Lettura delle soft skillL’analisi del comportamento e delle soft skill, per Vidiemme, non va svolta dal chatbot ma dal recruiter umano. Tra queste vengono valutate curiosità (la scelta di candidarsi attraverso chatbot ne è già un indicatore) e dinamicità (viene calcolato il tempo di risposta, quindi, diciamo noi, meglio studiare l’azienda, prevedere le domande e non improvvisare), precisione e creatività, attitudine digital e flessibilità. Per quanto riguarda i presunti limiti di comprensione degli algoritmi Randstad ritiene che queste criticità saranno presto superate. Soler Camada osserva che “la programmazione sta affrontando il problema molto rapidamente. Se la si combina con un forte meccanismo di apprendimento automatico, il futuro è chiaro. I chatbot impareranno e utilizzeranno anche ironia e pensiero laterale. In realtà sembra che sia solo una questione di utilizzare un set di dati più grande per addestrare l'algoritmo”.

Etica e culturaIl chatbot disumanizza il rapporto di lavoro? “Per spezzare una lancia in favore della tecnologia si potrebbe osservare che il rischio di perdere i migliori talenti è presente anche affidandosi al cosiddetto human touch. Basta chiedersi a quante volte i nostri colloqui lavorativi siano stati influenzati da elementi come la simpatia personale verso l’intervistatore”, osservano da Vidiemme. Si potrebbe anche sottolineare che se solo il 30% dei curriculum viene letto dai recruiter, essere in cima alla pila è una lotteria (o un obiettivo di raccomandazione) che il chatbot elimina.

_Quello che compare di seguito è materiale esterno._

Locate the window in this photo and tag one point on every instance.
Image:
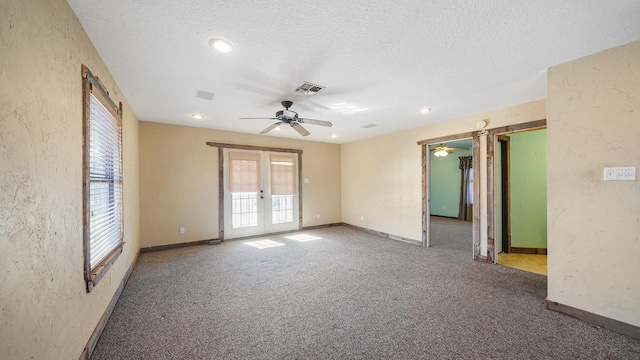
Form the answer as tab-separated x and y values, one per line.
102	179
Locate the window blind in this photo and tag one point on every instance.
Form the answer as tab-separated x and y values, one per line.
105	180
244	174
283	174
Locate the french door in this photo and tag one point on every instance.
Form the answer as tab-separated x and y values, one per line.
261	192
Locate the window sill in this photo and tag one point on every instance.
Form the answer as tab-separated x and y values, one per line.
96	274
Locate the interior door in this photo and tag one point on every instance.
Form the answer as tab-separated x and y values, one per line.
261	192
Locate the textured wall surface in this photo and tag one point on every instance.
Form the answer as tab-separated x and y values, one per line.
594	226
180	176
45	311
381	177
529	189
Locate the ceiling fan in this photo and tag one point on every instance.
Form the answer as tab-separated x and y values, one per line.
290	117
442	151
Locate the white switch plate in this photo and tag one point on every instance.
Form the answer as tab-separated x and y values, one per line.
620	173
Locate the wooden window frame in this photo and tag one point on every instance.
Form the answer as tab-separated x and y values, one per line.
91	86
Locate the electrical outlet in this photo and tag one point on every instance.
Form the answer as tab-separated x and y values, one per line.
627	173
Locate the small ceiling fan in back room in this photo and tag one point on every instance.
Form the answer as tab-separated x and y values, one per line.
291	118
442	151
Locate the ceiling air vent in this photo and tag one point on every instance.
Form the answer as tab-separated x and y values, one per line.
204	95
308	88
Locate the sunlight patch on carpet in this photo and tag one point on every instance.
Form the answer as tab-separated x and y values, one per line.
263	244
302	237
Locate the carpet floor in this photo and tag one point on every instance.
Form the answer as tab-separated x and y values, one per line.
337	293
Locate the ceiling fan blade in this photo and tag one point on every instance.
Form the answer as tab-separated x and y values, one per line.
270	127
315	122
297	127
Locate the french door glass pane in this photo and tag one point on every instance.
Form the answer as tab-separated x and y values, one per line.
244	209
281	209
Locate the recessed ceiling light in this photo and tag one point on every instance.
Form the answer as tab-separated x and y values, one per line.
221	45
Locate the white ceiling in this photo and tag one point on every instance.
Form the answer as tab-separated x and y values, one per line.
384	59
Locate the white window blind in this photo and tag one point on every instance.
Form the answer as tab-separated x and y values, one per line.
283	174
244	174
105	179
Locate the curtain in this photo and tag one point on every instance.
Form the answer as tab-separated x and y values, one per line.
465	211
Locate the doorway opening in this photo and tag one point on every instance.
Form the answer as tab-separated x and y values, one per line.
259	190
451	195
519	202
428	222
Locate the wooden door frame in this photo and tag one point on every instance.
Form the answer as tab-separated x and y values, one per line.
491	172
505	162
426	192
221	147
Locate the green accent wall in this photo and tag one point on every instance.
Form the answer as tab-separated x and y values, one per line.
445	183
529	189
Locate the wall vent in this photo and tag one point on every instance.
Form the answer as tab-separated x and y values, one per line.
308	88
204	95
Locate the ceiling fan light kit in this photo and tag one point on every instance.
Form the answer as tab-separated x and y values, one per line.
308	88
291	117
442	151
221	45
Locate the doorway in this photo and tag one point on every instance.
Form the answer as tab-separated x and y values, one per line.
260	192
265	188
520	199
451	195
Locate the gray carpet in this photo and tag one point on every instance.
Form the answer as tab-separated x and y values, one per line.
347	295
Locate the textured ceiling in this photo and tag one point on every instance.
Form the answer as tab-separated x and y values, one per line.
381	61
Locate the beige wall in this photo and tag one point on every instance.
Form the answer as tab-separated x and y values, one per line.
45	311
594	226
179	173
382	176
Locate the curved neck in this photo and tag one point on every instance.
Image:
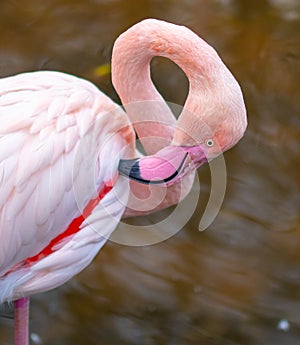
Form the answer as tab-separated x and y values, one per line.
131	57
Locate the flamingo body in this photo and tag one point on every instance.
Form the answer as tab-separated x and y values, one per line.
54	127
67	153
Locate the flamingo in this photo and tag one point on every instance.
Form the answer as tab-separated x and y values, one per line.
67	152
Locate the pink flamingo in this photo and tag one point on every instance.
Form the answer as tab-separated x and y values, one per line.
65	148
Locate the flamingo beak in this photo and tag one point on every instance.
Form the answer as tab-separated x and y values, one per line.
167	166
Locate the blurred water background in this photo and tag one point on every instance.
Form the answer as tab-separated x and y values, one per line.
237	282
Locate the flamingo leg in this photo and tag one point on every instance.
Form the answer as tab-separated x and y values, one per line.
21	321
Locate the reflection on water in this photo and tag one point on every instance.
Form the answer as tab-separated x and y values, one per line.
239	281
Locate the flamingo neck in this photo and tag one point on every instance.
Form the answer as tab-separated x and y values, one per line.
131	57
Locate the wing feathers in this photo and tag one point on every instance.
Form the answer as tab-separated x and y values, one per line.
44	117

Un certo peso ha anche l’età anagrafica dei candidati. Valsecchi spiega che “il chatbot recruiter viene attualmente utilizzato dalle aziende per selezionare profili operativi e junior, candidati che dunque appartengono alla generazione dei Millenials e quella Z, molto abituati a chattare e poco propensi a leggere lunghi testi. Per questi motivi, la modalità di interazione conversazionale oltre essere quella a cui sono più abituati è anche quella che preferiscono: vogliono un’interazione che sia veloce, in cui le informazioni siano precise e puntuali”.

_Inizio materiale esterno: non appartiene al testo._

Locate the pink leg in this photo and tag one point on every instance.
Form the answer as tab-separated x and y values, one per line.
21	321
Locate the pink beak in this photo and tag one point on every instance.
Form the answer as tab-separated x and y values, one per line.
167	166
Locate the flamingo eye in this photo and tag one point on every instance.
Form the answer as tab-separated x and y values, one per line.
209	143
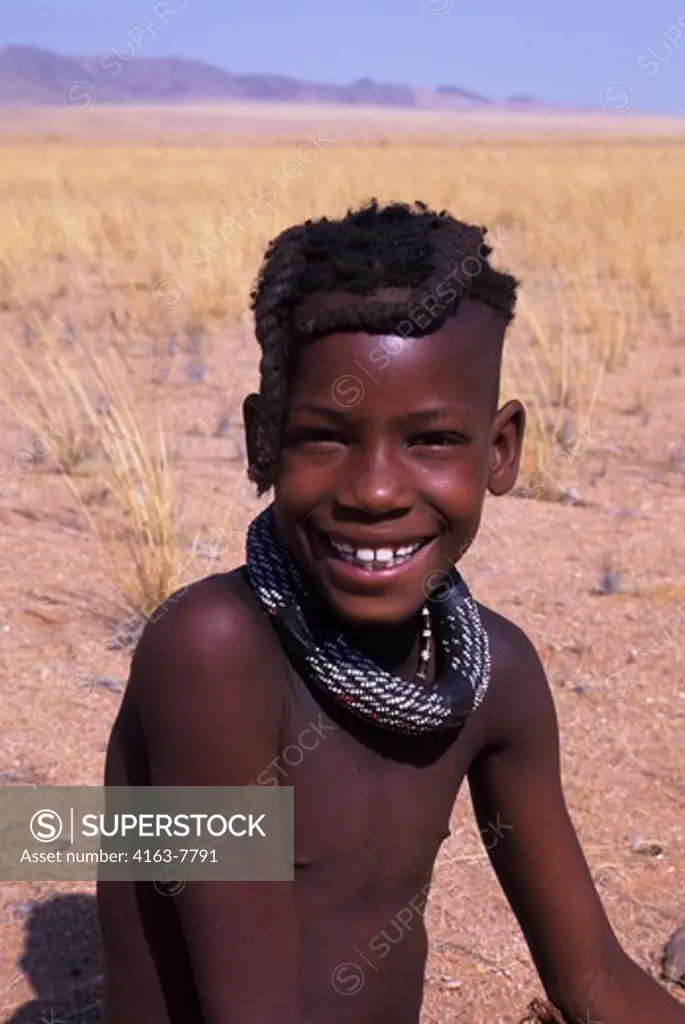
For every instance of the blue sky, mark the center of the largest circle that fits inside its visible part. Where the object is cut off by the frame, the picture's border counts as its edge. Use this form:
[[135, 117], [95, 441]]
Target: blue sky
[[629, 52]]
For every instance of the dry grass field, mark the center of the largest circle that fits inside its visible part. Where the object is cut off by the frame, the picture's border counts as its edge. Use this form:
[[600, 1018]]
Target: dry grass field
[[128, 248]]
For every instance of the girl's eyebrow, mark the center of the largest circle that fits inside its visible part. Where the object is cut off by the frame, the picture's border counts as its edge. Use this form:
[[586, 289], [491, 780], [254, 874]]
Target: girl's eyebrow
[[417, 416], [327, 411]]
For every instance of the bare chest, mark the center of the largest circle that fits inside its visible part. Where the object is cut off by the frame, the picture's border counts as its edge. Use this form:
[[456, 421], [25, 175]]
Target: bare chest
[[373, 809]]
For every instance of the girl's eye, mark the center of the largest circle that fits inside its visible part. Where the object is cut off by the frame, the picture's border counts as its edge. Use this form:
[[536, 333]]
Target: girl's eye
[[439, 439]]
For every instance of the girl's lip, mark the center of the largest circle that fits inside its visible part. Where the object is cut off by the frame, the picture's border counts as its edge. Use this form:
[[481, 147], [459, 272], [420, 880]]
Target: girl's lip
[[354, 573]]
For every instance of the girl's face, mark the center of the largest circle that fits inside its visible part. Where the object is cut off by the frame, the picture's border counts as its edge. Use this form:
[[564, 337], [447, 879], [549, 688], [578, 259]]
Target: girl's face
[[388, 448]]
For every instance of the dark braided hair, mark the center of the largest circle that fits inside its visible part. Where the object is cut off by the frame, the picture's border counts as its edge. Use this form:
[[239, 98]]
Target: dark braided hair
[[369, 250]]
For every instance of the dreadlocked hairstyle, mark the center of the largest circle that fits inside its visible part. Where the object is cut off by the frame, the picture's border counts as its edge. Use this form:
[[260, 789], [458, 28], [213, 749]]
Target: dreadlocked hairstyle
[[367, 251]]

Randstad parla del concetto di human forward: “Non lavoriamo per sostituire le persone con i robot. È meglio esporsi in anticipo e far sapere al candidato che sta interagendo con un chatbot e che, se avrà successo, si confronterà con un selezionatore”. Sulla questione culturale Ximo Soler Casamada è ottimista: “Secondo recenti studi più del 50% degli intervistati preferirebbe interagire con un chatbot piuttosto che con un reclutatore. Quello che vediamo è un diverso tasso di utilizzo in base all’età. Hackathon e gamification sono modi molto intelligenti per mettere a proprio agio i candidati. E ottimi modi per raccogliere dati”.

I chatbot si propongono quindi come strumento di pre-screening facilitatore dell’attività dei recruiter, ma in futuro potranno essere impiegati anche nell’on boarding, guidando i lavoratori in situazioni complesse e liberandoli da troppi memo mentali. Restano le criticità dell’utilizzo dei dati e dell’eccessiva fiducia sulle possibilità degli algoritmi di leggere situazioni complesse. Anche Aidp segue molto da vicino gli sviluppi e farà uscire a breve una ricerca sul tema. Come sottolinea Isabella Covili Faggioli, “l’intelligenza artificiale non potrà sostituire la sensibilità umana nella valutazione di aspetti decisivi della ricerca del miglior profilo, come le cosiddette soft skill e la sua passione. La valutazione delle competenze umane rimane un aspetto di valutazione umana, aggiungo per fortuna”.